In building threedimensional and textural surfaces, I draw from the assemblages of Robert Rauschenberg and sculptures of Louise Nevelson. On the opposite end of the spectrum, the trompe l’oeil and realistic tendencies in my work come from a deeply rooted fascination with the works of Gustave Courbet and Brad Stroman. For the grounds and abstractly painted areas, I have studied the works of Leah Michele Keck. My process involves creating a grid-like guideline upon which to draw the main subject of each piece. As I begin to develop the three-dimensional arrangement and the painted areas, there is a constant shift between the different approaches. Much of my time in the studio has been in profound silence as I seek to let the piece guide me through its shifts and developments.
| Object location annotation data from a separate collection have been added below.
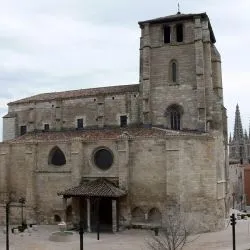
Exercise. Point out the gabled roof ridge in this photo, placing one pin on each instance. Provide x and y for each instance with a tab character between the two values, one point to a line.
68	94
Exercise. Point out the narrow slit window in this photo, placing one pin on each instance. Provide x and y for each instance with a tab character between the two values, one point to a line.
167	34
123	121
79	123
46	127
179	32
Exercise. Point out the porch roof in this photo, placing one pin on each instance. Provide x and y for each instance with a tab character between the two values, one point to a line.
97	188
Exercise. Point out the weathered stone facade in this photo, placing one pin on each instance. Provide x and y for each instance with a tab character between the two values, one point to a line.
167	135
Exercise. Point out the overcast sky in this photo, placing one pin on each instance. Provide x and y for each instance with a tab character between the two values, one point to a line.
56	45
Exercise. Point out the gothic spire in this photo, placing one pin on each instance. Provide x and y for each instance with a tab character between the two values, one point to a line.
245	135
238	131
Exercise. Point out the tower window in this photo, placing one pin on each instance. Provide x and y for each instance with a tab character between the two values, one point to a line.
23	130
167	34
79	123
174	72
175	119
46	127
174	113
179	32
123	121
As a painter, the visual element of the world is extremely important to me. The importance of visuality--like touch--is enhanced by my deafness. The textural areas are not quite three-dimensional, but not entirely two-dimensional either, thus tying the two extremes together and adding to the multi-dimensionality of each piece, echoing the many facets of life.
Throughout my life, God’s grace and love for me have been incredibly significant factors. While others may wonder how I deal with deafness, I know that God has given me my deafness for a reason. I choose to embrace my disability as a gift and use it to bring Him glory. God has also given me the ability to paint; to see and create beauty.My faith inevitably works its way into my paintings, and serves as another cohesivethread among my work.
While the series is a narrative reflection of my journey, my ultimate goal is to produce an honest, raw representation of my life that invites the viewer to make his or her own connections to my story.